Bike to Work Week

Lisa

"I'm not a meeting-goer, I try to avoid them at all costs if I possibly can. I went to one of those meetings and it was mostly guys, and they were all really into maps and routes, and that's totally not what I was into. But I was completely won over by the passion and the integrity and the willingness to sacrifice so much in order to make this city a better place to bike in."

Lisa

Cheeying

"I have activism in my heart but I never thought that it was the only way to get things done. For me B.E.S.T. was my passion and my professional work.  I was trying to shift the direction of B.E.S.T. to a little bit less radical and more mainstream."

Cheeying

Mia

"I came to visit my friends in Vancouver, and one of them asked, 'Well can you do your job in Vancouver?' I said, 'Good question!' So then I started looking into what Vancouver had for Bike to Work Week. And there wasn't one."

Mia

Tamim

"Whenever these budgets are tight, this is the stuff that gets cut first. Unless there's somebody that's going to squeak. And if nobody's squeaking about it, nobody's complaining about it, then it's an easy cut."

Tamim

Antje

"A lot of people commute to Vancouver, and they see what Vancouver is building. They come back to the North Shore and the same old crappy bike lanes, and they think we don't want these crappy bike lanes anymore, we want protected bike lanes.
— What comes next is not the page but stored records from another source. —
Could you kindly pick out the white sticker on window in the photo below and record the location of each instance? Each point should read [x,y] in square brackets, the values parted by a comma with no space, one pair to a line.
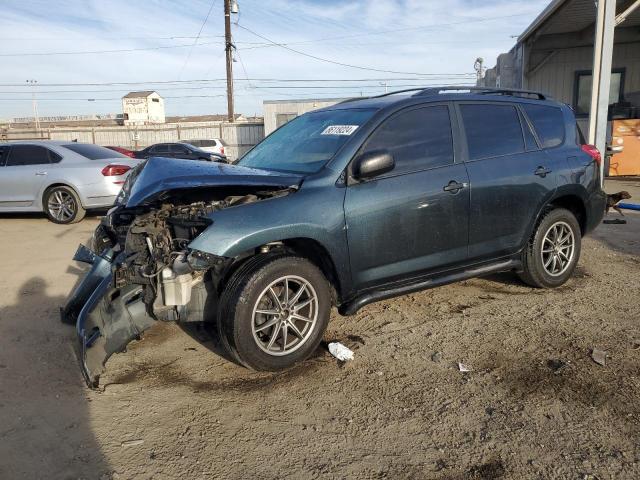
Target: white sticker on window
[339,130]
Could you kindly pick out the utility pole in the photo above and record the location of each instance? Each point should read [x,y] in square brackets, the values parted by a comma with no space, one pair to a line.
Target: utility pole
[229,51]
[34,102]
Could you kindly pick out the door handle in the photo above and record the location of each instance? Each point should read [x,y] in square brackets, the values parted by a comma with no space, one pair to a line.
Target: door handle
[454,187]
[542,171]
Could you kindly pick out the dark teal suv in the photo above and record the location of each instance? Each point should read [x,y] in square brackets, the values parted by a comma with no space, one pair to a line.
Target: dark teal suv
[359,202]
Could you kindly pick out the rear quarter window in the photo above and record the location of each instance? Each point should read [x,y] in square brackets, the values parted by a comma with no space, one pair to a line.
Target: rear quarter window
[492,130]
[93,152]
[548,123]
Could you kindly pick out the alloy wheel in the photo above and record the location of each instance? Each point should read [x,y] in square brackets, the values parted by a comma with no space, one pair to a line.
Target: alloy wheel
[558,247]
[284,316]
[61,205]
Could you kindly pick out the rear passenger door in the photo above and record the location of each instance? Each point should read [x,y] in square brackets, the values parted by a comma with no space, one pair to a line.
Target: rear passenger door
[511,177]
[24,172]
[409,220]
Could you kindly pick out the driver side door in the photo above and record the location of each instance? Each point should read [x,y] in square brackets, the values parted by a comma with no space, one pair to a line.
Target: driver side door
[409,221]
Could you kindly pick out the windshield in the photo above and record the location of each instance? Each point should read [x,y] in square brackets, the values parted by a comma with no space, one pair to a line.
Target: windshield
[93,152]
[306,143]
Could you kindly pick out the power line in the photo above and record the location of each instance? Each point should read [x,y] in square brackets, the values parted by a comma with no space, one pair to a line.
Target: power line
[427,76]
[92,52]
[251,85]
[326,60]
[395,30]
[197,38]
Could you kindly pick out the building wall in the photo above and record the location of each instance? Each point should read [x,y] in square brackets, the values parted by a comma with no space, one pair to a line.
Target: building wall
[239,137]
[291,108]
[143,110]
[557,76]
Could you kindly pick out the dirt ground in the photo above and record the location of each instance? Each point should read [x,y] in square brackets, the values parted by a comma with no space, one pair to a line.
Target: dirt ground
[535,404]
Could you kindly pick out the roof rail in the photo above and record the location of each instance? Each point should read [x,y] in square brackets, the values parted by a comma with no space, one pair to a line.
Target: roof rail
[481,91]
[353,99]
[421,91]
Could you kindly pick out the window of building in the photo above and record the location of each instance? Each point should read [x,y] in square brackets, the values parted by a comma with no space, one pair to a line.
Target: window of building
[548,123]
[492,130]
[582,90]
[418,139]
[282,118]
[21,155]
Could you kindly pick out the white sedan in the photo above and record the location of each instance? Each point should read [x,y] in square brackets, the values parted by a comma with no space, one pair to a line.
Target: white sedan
[61,179]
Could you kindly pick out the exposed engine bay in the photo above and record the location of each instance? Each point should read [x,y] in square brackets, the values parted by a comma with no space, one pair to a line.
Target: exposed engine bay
[151,250]
[142,266]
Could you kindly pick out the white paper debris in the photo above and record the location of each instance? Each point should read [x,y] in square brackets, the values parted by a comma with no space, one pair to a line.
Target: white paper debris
[132,443]
[340,351]
[463,368]
[599,356]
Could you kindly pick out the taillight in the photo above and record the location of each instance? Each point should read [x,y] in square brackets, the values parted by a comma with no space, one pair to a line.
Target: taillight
[115,170]
[593,152]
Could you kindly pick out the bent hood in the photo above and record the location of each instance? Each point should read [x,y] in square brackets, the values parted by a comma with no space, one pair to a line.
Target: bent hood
[159,175]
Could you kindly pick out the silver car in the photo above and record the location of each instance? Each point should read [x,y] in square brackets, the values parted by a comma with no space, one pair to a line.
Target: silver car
[61,179]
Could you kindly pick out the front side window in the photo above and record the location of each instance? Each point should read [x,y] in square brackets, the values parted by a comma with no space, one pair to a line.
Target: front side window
[492,130]
[21,155]
[582,90]
[548,123]
[308,142]
[418,139]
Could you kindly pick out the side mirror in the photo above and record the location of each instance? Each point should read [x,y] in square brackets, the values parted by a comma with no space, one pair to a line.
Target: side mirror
[372,164]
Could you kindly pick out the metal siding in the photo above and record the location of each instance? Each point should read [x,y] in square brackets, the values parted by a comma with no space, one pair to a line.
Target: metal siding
[557,76]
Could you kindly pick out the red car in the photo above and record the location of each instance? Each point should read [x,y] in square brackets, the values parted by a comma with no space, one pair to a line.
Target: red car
[124,151]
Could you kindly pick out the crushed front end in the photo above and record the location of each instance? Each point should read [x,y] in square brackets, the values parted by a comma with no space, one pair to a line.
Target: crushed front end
[143,270]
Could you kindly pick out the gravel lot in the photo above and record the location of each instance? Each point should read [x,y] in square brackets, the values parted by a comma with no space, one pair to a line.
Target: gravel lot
[535,404]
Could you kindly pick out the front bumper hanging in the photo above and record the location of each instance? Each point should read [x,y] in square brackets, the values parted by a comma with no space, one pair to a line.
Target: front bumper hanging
[107,318]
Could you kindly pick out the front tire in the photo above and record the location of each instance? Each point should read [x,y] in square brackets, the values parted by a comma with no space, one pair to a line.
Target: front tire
[553,251]
[62,205]
[274,311]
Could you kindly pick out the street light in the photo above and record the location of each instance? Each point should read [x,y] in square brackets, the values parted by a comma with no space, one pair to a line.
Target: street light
[32,83]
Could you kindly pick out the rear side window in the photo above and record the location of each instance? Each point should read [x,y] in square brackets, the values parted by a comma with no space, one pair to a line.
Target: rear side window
[180,149]
[162,148]
[548,123]
[93,152]
[492,130]
[21,155]
[418,139]
[3,155]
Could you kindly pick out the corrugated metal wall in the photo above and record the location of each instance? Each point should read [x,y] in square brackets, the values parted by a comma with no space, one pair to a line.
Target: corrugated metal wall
[271,108]
[239,137]
[557,76]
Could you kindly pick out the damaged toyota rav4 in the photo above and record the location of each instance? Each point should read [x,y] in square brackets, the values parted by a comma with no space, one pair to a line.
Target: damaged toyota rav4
[362,201]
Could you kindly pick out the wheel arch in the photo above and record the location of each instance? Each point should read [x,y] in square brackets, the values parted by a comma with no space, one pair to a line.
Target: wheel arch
[58,184]
[575,204]
[305,247]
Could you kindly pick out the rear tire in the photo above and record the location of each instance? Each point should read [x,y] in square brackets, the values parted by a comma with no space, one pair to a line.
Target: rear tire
[267,327]
[62,205]
[553,251]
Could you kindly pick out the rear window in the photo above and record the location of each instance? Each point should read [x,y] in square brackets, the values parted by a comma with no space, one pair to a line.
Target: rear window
[21,155]
[492,130]
[93,152]
[548,123]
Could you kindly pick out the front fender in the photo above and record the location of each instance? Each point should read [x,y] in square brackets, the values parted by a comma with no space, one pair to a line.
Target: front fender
[316,213]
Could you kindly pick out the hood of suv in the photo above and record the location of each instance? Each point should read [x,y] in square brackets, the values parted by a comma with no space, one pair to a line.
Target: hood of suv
[159,175]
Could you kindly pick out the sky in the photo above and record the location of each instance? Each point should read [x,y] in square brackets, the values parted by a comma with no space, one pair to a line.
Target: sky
[86,54]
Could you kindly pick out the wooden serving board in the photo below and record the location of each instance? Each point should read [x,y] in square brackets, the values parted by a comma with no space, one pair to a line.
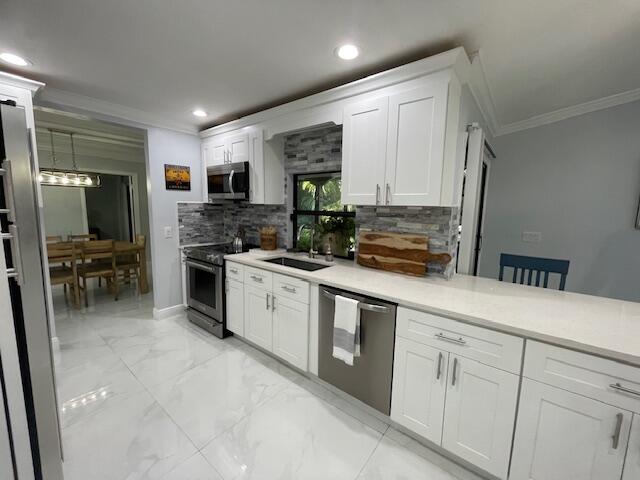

They know what's do-able."

Antje

Erin

"You can't just build a piece of infrastructure that doesn't take you where you want to go, which you'll still see happening in the suburbs. 'Great we got a grant to do this half kilometre bike lane…that doesn't connect to anything else.' You have to connect a network."

Erin

Jack

"People take a very subjective advocacy viewpoint. They forget that what we're really doing. They were arguing from subjective basis. The reality is, cycling for transportation is a product."